19 Mai 2022
SOINS PALLIATIFS :
DES SOIGNANTS REFUSENT D’APPLIQUER LA LOI :
pas de sédation terminale sauf quelques heures avant la mort ! lorsque c'est déjà trop tard...
C’est une question délicate qui ressurgit en cette présidentielle, celle de l’euthanasie et des soins palliatifs.
La loi actuelle, qui refuse toute aide active à mourir, mais propose une sédation profonde pour éviter les souffrances de l’agonie, n’est souvent même pas appliquée.
En raison notamment du refus de certains médecins, et de l’influence d’une société savante de soins palliatifs, trustée en partie par des cathos-tradis.
Plusieurs candidats de gauche, Anne Hidalgo (PS), Yannick Jadot (EELV) et Jean-Luc Mélenchon (LFI) se sont engagés à modifier la loi actuelle.
Emmanuel Macron ne se mouille pas, et propose une « convention citoyenne » pour trancher ce débat.
La SFAP (association d'accompagnement de soins palliatifs) est déjà dans les startings block pour y participer, et peser de tout son poids. « Nous y porterons la voix des soignants », annonce Claire Fourcade.
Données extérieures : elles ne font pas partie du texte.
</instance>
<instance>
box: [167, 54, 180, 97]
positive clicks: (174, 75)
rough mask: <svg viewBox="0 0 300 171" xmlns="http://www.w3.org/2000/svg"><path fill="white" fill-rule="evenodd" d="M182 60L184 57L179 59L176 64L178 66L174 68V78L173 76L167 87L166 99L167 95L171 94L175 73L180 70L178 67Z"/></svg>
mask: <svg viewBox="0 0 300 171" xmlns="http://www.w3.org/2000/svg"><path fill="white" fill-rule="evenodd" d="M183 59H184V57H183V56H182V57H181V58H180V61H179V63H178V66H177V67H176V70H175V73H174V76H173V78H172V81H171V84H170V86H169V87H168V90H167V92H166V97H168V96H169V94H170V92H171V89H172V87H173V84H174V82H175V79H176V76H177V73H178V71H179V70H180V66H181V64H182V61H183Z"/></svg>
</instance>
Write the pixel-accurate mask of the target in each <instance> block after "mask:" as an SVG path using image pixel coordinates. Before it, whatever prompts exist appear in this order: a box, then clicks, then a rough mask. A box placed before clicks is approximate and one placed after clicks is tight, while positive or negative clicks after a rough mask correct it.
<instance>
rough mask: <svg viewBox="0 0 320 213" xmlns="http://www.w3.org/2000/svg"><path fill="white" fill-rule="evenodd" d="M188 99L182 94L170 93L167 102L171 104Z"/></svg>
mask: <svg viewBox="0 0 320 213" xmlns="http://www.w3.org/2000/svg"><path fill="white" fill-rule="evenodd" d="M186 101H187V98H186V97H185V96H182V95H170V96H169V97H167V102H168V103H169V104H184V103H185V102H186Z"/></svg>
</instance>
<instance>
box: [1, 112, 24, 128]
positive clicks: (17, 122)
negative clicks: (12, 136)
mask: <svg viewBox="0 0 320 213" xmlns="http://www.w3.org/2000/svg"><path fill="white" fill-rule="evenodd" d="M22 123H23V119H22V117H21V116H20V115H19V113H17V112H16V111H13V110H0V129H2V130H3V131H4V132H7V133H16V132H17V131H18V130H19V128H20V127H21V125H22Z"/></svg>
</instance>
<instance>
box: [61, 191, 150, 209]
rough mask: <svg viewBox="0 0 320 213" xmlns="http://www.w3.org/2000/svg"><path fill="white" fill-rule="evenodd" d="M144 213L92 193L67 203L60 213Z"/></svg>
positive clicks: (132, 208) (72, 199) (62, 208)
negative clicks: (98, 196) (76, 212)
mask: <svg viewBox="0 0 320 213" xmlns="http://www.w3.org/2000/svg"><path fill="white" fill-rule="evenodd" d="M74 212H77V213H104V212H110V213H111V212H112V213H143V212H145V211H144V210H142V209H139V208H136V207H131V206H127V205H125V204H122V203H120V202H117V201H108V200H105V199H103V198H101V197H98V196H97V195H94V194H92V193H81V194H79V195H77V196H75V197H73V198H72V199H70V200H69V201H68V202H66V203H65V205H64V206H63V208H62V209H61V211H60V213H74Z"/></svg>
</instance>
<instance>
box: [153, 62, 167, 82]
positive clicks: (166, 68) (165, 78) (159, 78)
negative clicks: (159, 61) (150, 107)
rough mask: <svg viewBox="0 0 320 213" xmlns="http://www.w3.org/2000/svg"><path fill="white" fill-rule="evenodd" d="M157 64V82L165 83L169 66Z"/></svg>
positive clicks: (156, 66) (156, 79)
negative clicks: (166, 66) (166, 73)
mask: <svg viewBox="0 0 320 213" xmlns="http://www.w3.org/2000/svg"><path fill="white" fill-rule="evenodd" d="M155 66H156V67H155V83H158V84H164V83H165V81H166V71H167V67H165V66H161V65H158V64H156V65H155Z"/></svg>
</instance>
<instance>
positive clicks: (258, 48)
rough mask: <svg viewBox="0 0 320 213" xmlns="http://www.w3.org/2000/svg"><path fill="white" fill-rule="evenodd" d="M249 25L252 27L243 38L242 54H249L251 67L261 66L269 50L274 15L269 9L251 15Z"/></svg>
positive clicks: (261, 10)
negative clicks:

Quid de celle des patients ? ●
L’association « Le Choix, citoyens pour une mort choisie », s’est mobilisée via une manif samedi 2 avril 2022 ;
Elle va bientôt publier un recueil de témoignages :
« Le livre noir de la mort en France », * NB le titre définitif reste à définir
tous plus révoltants les uns que les autres et montrant combien la loi Claeys-Leonetti n’est pas appliquée, mais aussi qu’elle est insuffisante.
Que dit cette loi ? Elle vise à proposer des droits pour la fin de vie mais toujours en évitant une aide active à mourir.
Une première version de 2005 proposait le « laisser mourir », c’est à-dire que le patient soit débranché de toute aide médicale (ni nourriture ni hydratation), au risque de mourir tout simplement de faim et de soif et de devenir un squelette.
La loi a été révisée en 2016, pour insister sur la possibilité d’« une sédation profonde et continue » jusqu’au décès, pour les patients atteints d’une affection grave, et dont le pronostic vital est engagé à court terme.
Elle a donné aussi plus de poids aux directives anticipées.
Mais elle laisse toujours la décision de la fin de la vie à l'équipe médicale (qui n'a rien d'un collège en Justice) et pas au patient.
La sédation terminale prévue par la loi n’est pas souvent administrée, ou de manière extrêmement faible, et au tout dernier moment de l'agonie, des médecins étant réfractaires à un geste qui à leurs yeux pourrait accélérer la mort du patient.
Au moment du vote de la loi, les tradi-catho d’Alliance Vita avaient d’ailleurs dénoncé ce qu’ils estimaient être une « euthanasie masquée ».
Au-delà de l’application ou non de la sédation profonde, la loi telle qu’elle existe aujourd’hui ne répond pas à tous les cas.
Enquête. Exclu Web, Source : « Charlie-Hebdo » Laure Daussy – 07.04.22
Témoignages :
Alors que le sociologue Charles Condamines est à l’agonie, le médecin des soins palliatif est revenu sur sa décision d’une sédation profonde pourtant actée collégialement, sans explication.
Élisabeth Condamines, son épouse, a beau les implorer par téléphone, ils répondent : « Soulager plus, ce ne serait pas éthique ! ».
« Il est parti en s’étouffant », nous raconte-t-elle encore bouleversée et révoltée, un an après.
Pire, on lui dit ensuite : « On pensait que vous exagériez ses souffrances. »
Christine Pedotti, directrice de Témoignage Chrétien (trimestriel des cathos de gauche), nous confie aussi, qu’à la mort de sa mère, à l’hôpital, on refusait de lui administrer plus de morphine.
« J’ai réalisé combien, dans les équipes de soignants, prévaut une culture de la naturalité de la fin de vie, un peu comme l’accouchement qui devrait se passer dans la douleur. »
ANNE BERT : " Je ne comprends pas qu'on invite des évêques pour débattre de l'euthanasie "
Atteinte de la maladie de Charcot, l’écrivaine Anne Bert, que nous avons interviewée dans le journal, se voyait enfermée peu à peu dans son propre corps, dans une longue torture où elle perdait toutes ses fonctions corporelles, mais sans pour autant être en phase terminale pour que la loi puisse s’appliquer.
Elle avait reçu des courriers d’ultra catho lui disant qu’elle avait de la chance : c’était Dieu qui lui faisait vivre une souffrance rédemptrice, osaient-ils dire.
Elle avait dû se rendre en Belgique pour pouvoir bénéficier d’« une mort la plus douce qui soit », que la France lui refusait.